Infrastructure ministry may have overstated construction orders by up to ¥5 tril. a year
The Land, Infrastructure, Transport and Tourism Ministry
21:00 JST, May 13, 2022
A government panel investigating data tampering by the infrastructure ministry has estimated that construction orders were inflated by up to ¥5.1 trillion a year, according to sources.
The panel has found that integrated construction statistics used in gross domestic product (GDP) calculations have a margin of error of up to 0.6% as a result of the ministry’s tampering. However, the impact on overall GDP data is expected to be minimal.
Last December, the Land, Infrastructure, Transport, and Tourism Ministry was found to have overstated data from construction order surveys.
From April 2013 to March 2021, the ministry logged estimated construction order data for companies that failed to turn in monthly surveys and treated data consolidated over several months in subsequent surveys as the figure for the latest month. As a result, data was effectively being logged twice.
In January, a panel was launched to investigate the impact of the ministry’s tampering on the statistical data and explore ways to correct the data.
Some of the past surveys had been discarded, so the panel compiled estimates based on data from fiscal 2020, for which complete records exist.
Based on the panel’s estimates, the annual value of orders, which combines data from prime- and sub-contractors, was overstated by ¥2.8 trillion to ¥5.1 trillion, depending on the time period.
The annual value of construction orders over the period in question was about ¥80 trillion.
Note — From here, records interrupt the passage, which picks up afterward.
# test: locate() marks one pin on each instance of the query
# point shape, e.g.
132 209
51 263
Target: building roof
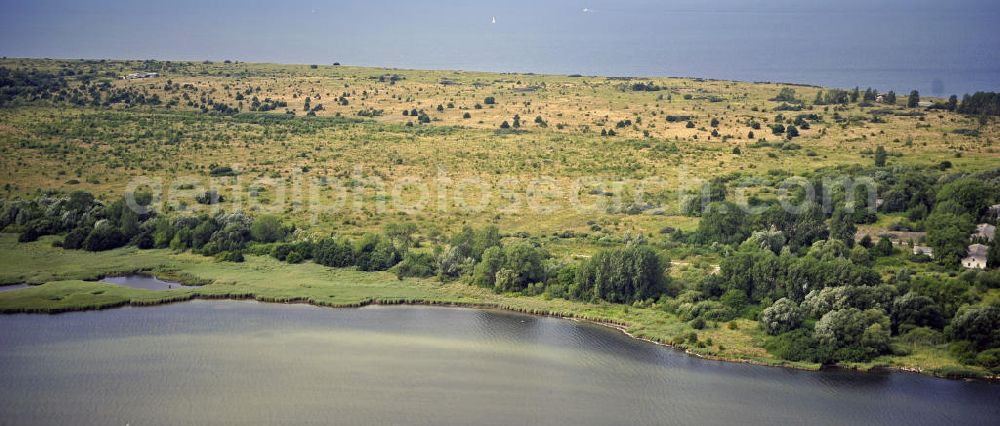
978 250
985 230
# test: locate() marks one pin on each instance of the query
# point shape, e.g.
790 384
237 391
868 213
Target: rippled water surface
212 362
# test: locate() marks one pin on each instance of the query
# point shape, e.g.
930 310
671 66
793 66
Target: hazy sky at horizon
899 42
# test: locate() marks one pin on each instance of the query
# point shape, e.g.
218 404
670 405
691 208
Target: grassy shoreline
71 287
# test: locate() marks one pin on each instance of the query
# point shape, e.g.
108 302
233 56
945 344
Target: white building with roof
976 258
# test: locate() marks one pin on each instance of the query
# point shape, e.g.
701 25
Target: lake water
223 362
937 47
145 282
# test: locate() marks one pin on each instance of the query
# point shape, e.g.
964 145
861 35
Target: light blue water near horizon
939 48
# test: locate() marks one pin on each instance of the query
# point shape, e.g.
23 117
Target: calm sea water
224 362
937 47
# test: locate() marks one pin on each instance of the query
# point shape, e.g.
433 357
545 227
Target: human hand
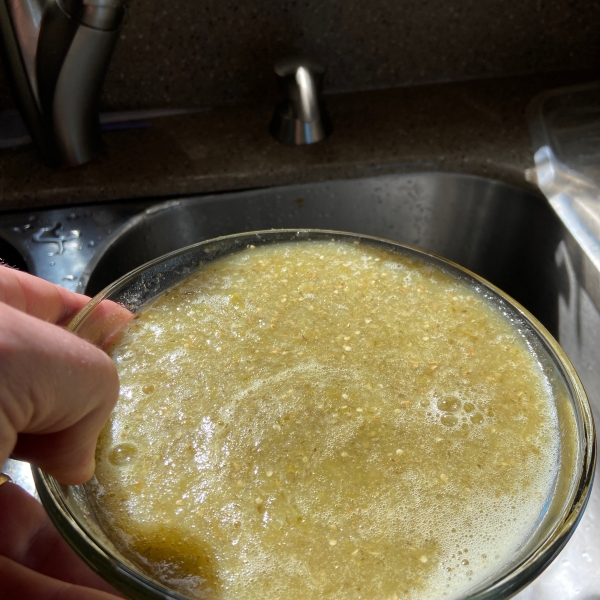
56 392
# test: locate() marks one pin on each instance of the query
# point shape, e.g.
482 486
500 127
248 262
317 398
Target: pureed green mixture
324 420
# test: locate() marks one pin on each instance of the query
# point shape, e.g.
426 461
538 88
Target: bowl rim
112 567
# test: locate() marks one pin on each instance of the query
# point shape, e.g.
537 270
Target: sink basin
509 236
506 235
10 256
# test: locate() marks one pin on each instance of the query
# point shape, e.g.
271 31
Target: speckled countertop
475 127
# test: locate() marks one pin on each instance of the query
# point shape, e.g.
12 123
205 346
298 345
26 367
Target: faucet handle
301 118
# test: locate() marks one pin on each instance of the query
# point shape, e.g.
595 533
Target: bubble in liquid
477 419
449 420
122 454
449 404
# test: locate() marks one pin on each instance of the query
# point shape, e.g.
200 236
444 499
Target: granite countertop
475 127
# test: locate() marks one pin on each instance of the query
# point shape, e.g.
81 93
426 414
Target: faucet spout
57 53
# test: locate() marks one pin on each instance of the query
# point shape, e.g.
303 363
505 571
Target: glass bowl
72 513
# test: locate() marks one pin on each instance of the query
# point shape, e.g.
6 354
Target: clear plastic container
565 131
Based on this, the tampering inflated the figure by 3.6-6.6%.
The impact was up to 5.3% for prime contractor statistics.
However, the margin of error ranged from minus 0.3% to plus 0.6% for integrated construction statistics, which are based on the results of construction order surveys and are directly reflected in GDP data.
The low figure is attributable to the method of calculation, which uses the value of orders received by prime contractors and the value of construction work undertaken.
According to the Cabinet Office, the construction sector accounts for about 10% of the nation’s GDP, and the integrated statistics reflect only a small portion of this.
The government expected the data irregularities to have a limited impact on GDP data, and the panel’s investigation seems to confirm such a view.
Before the end of the year, the ministry intends to revise the data on construction orders and integrated statistics on construction works for fiscal 2013-20 based on the panel’s report.